No. SEO remains essential: Google holds 91.4% of global searches (StatCounter, Q1 2026) and query volumes continue to grow. The point is that the two investments share the same foundation — quality content, real topical authority, solid semantic structure. Anyone focusing solely on SEO is building visibility in an ecosystem that is losing clicks. The correct strategy integrates them.

Why are non-brand queries the most important ones for GEO?

Because they catch users at the most valuable moment: when they have a problem and are looking for who can solve it, without yet having a brand preference. If an LLM doesn’t cite your brand in response to these questions, for that user you don’t exist — regardless of how good you are on Google.

Why are Reddit, Trustpilot and Wikipedia relevant to GEO?

Because LLMs synthesise everything the web says about you, not just your own content. Platforms like Reddit, Trustpilot, G2 and Wikipedia are high-reliability sources precisely because they are not controlled by the brand. A company with a solid presence on these platforms has an authority profile the LLM recognises and cites.

How long does it take to see results from GEO?

It depends on the platform. Perplexity, which uses real-time RAG, reflects changes in 2-4 weeks. ChatGPT and Claude take 60-180 days. The average documented timeframes for structured campaigns point to 89 days for measurable results — faster than the 127-day average of traditional SEO.

Do ChatGPT and Google AI give the same answers about brands?

No. BrightEdge has documented that 62% of queries generate different brand recommendations between ChatGPT, Google AI Overview and Google AI Mode. Only 17% produce the same brands across all three platforms. Monitoring your presence across different platforms is already part of a mature LLM visibility management practice.

The Brand as the Answer

There’s one thing I’ve noticed working on these topics over the last two years: the companies handling the transition best aren’t necessarily the ones that have invested most in SEO. They are the ones that have built something real over time — a recognisable point of view, a reputation earned in the field. For them, GEO isn’t a shock. It’s almost a confirmation.

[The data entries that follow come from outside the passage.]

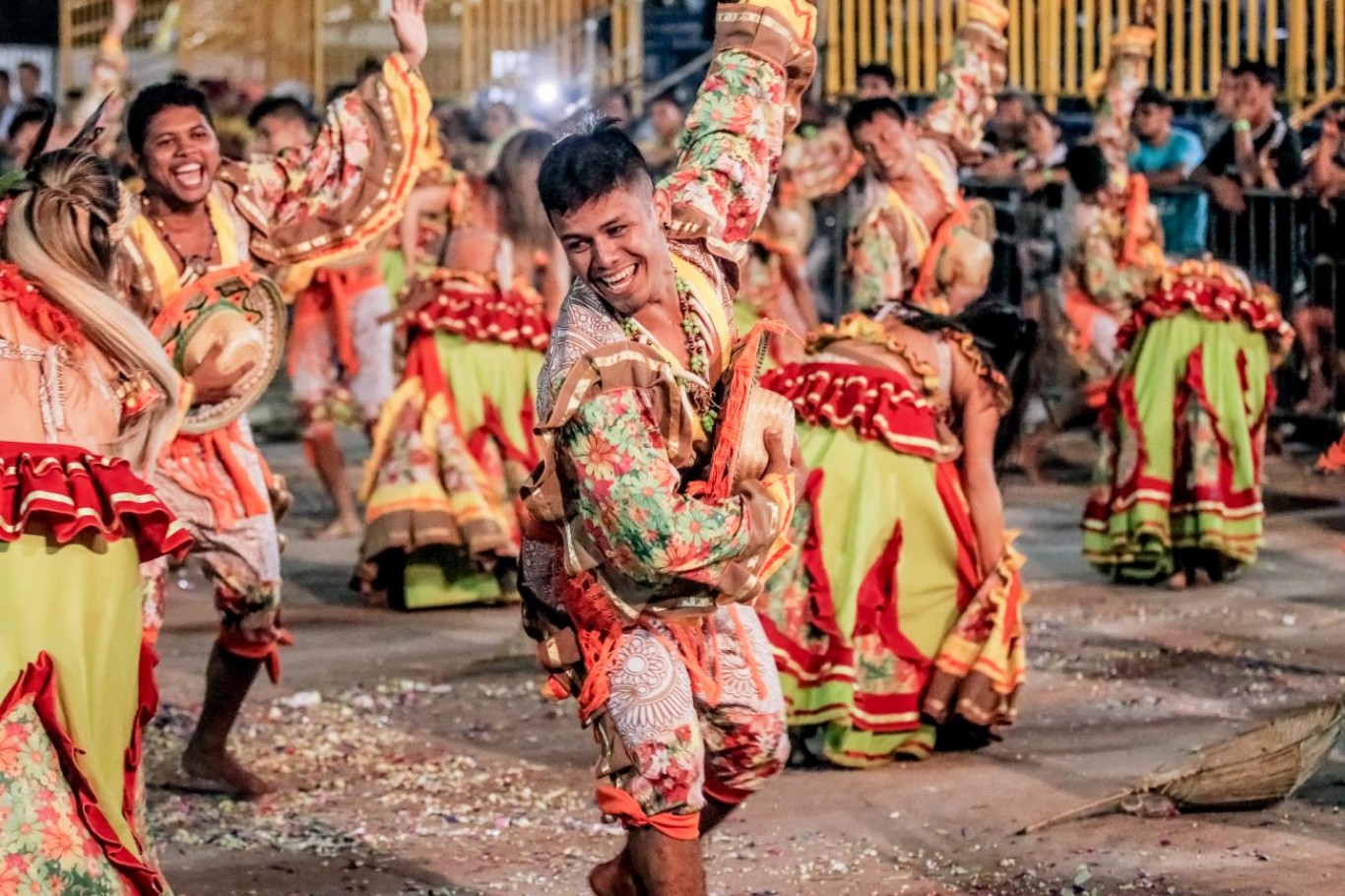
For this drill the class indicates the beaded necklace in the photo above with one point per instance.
(697, 352)
(197, 264)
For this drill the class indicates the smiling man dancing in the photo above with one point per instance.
(635, 596)
(203, 224)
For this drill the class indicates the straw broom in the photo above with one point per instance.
(1251, 770)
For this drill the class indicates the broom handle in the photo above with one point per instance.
(1075, 812)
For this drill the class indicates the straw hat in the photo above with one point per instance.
(226, 329)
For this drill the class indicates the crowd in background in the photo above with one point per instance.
(1190, 155)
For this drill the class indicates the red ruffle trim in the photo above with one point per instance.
(50, 322)
(483, 312)
(875, 404)
(39, 681)
(72, 491)
(1212, 297)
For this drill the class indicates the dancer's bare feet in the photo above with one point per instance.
(614, 877)
(221, 772)
(339, 528)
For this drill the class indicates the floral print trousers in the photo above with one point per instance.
(683, 742)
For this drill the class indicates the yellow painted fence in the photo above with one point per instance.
(475, 44)
(1055, 44)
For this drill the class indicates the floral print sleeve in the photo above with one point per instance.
(629, 502)
(873, 257)
(330, 201)
(1116, 103)
(734, 138)
(735, 133)
(1110, 282)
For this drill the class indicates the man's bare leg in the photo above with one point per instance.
(330, 465)
(617, 876)
(227, 681)
(665, 865)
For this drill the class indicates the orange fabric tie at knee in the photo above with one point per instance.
(267, 652)
(617, 803)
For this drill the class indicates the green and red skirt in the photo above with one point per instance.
(882, 627)
(1184, 429)
(455, 443)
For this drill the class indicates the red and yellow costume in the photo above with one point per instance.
(640, 560)
(893, 253)
(889, 619)
(309, 206)
(77, 681)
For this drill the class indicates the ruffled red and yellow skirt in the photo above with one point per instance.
(884, 630)
(77, 681)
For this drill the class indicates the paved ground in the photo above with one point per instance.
(417, 756)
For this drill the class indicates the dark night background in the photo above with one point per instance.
(29, 22)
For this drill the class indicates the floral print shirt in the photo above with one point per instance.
(624, 470)
(629, 500)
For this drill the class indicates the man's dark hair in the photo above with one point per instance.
(1264, 73)
(668, 96)
(154, 99)
(1087, 167)
(880, 70)
(28, 116)
(1153, 97)
(367, 69)
(284, 107)
(589, 165)
(866, 110)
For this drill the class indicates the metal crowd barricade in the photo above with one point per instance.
(1292, 242)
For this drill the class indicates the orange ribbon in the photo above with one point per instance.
(617, 803)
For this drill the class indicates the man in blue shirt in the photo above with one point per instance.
(1167, 157)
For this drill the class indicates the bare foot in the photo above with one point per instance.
(338, 529)
(613, 878)
(223, 774)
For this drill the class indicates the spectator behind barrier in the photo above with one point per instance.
(1257, 150)
(1006, 129)
(1040, 163)
(1213, 125)
(877, 80)
(1168, 157)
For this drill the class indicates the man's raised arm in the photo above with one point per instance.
(735, 132)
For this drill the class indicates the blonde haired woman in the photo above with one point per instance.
(87, 410)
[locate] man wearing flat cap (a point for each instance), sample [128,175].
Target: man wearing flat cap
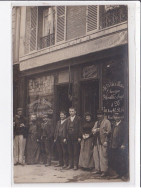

For everyone else, this is the moment for an honest question: what does the market know about your brand? Not what you communicate — what has stuck, what has settled in the collective perception that LLMs are now synthesising every day, for millions of people?

That answer is worth more than any technical audit. And it is built with data, not with the feeling of doing things right.

In 2026, visibility isn’t ranked. It’s earned. As it has always been for those who did things properly — only now there are no more shortcuts left to cover for those who didn’t. LLMs have simply taken away the alibi from anyone hiding behind a good link-building strategy.